A Question Of Intent
A Great American Battle With A Deadly Industry
-
- $3.99
-
- $3.99
Publisher Description
Tobacco companies had been protecting their turf for decades. They had congressmen in their pocket. They had corrupt scientists who made excuses about nicotine, cancer and addiction. They had hordes of lawyers to threaten anyone -- inside the industry or out -- who posed a problem. They had a whole lot of money to spend. And they were good at getting people to do what they wanted them to do. After all, they had already convinced millions of Americans to take up an addictive, unhealthy, and potentially deadly habit.

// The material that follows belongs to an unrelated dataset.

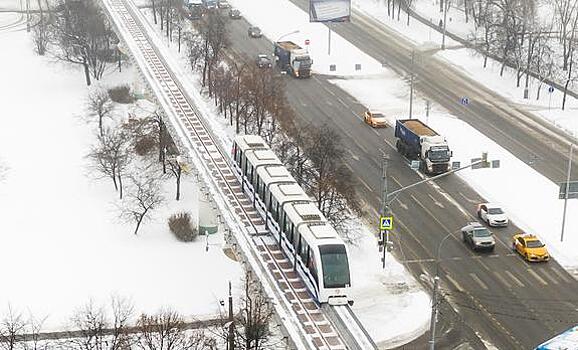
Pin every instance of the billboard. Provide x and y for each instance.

David Kessler didn't care about all that. In this book he tells for the first time the thrilling detective story of how the underdog FDA -- while safeguarding the nation's food, drugs, and blood supply -- finally decided to take on one of the world's most powerful opponents, and how it won. Like A Civil Action or And the Band Played On, A Question of Intent weaves together science, law, and fascinating characters to tell an important and often unexpectedly moving story. We follow Kessler's team of investigators as they race to find the clues that will allow the FDA to assert jurisdiction over cigarettes, while the tobacco companies and their lawyers fight back -- hard. Full of insider information and drama, told with wit, and animated by its author's moral passion, A Question of Intent reads like a Grisham thriller, with one exception -- everything in it is true.
PUBLISHERS WEEKLY
"My understanding of the industry's power finally forced me to see that... the solution to the smoking problem rests with the bottom line, prohibiting the tobacco companies from continuing to reap profits from the sale of a deadly addictive drug.... " These strong words from Kessler, now dean of the Yale University School of Medicine and commissioner of the U.S. Food and Drug Administration from 1990 to 1997, testify to his commitment to regulating tobacco, as well as to the frustration involved in taking on the powerful tobacco industry. In understated, lucid language, he details how his interest in smoking as a public health issue grew into a full-scale investigation into the practices of the tobacco industry. Drawing on legal and scientific research and the notes he kept during his terms as commissioner, Kessler documents how the team he assembled built a case that implicated the industry in nicotine manipulation that increased the addictiveness of cigarettes. With the assistance of informants like Jeffrey Wigand, a former Brown and Williamson researcher and subject of the film The Insider, the team learned about genetically altered plants created to produce higher nicotine levels. Kessler indicts the tobacco industry for lying to Congress and the public about these activities, denying the strong relationship between smoking and lung cancer and launching ad campaigns to encourage smoking, particularly among children. With the backing of Vice-President Al Gore, the FDA issued regulations to curb smoking that were eventually overturned by a 5-4 Supreme Court decision in early 2000. This is an important study of the influence of big tobacco and the high cost to the public health of the nation that smoking has caused.